Les autres grands acteurs du secteur comme Cisco ou Oracle ont regardé passer les plats. Ils semblent se réveiller, notamment Cisco, à l’affût dans le secteur du Cloud. Microsoft serait mal avisé de s’endormir sur les lauriers de Teams dont l’expérience utilisateur laisse à désirer. Avec les nouvelles architectures ouvertes, toutes les combinaisons sont possibles : on accède aux bons outils par toutes les plateformes, on trouve Zoom chez Slack et on peut échanger ou archiver des Google Docs sur Dropbox. 


Les anciens acteurs doivent acheter les nouvelles expertises produit et Cloud. Les nouveaux arrivants doivent s’allier pour passer de l’âge du décollage des revenus à celui de la profitabilité.


Les nouveaux riches comme Zoom, Servicenow ou Snowflake, seront tentés d’utiliser la devise de leur capitalisation pour acheter des relais de la croissance. Pour le moment, ils ont les moyens de ne pas être trop regardants sur les prix. 


Les cibles potentielles sont nombreuses : The Trade Desk, Hubspot, Mongo DB,Smartsheet ou Dropbox, pour en nommer quelques-unes. 

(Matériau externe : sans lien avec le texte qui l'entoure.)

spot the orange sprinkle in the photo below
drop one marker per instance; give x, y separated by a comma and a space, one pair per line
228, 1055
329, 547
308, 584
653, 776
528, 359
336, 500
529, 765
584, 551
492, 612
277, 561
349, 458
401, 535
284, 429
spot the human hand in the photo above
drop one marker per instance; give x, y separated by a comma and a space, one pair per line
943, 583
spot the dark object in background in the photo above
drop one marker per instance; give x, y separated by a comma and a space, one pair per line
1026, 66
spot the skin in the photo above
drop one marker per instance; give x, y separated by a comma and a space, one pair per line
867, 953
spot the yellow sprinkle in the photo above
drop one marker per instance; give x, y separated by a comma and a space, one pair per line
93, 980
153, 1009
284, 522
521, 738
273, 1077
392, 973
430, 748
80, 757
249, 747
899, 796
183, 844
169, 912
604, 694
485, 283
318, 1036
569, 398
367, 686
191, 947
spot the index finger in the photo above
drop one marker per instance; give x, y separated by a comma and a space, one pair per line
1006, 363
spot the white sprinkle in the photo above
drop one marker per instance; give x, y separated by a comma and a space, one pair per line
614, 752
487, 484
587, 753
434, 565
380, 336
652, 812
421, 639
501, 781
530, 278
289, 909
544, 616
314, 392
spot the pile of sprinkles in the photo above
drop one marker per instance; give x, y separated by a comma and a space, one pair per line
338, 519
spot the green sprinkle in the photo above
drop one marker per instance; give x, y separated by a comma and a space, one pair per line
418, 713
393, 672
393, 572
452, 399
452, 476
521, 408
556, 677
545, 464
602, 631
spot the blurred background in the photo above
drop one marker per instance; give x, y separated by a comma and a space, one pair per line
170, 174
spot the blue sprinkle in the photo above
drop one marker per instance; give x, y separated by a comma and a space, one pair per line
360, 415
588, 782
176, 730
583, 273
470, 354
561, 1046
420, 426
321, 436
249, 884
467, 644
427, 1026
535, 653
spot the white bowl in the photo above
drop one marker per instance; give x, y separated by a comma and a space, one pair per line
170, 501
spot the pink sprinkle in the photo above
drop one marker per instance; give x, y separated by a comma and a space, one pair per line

Les nouvelles alliances, pour fonctionner à plein régime, ne devront pas se contenter de simples objectifs commerciaux ou financiers mais prendre en compte les enjeux de culture et de design. Il leur faudra non plus privilégier les seuls cahiers des charges des directions IT des grands groupes mais la satisfaction des utilisateurs-évangélisateurs de la base.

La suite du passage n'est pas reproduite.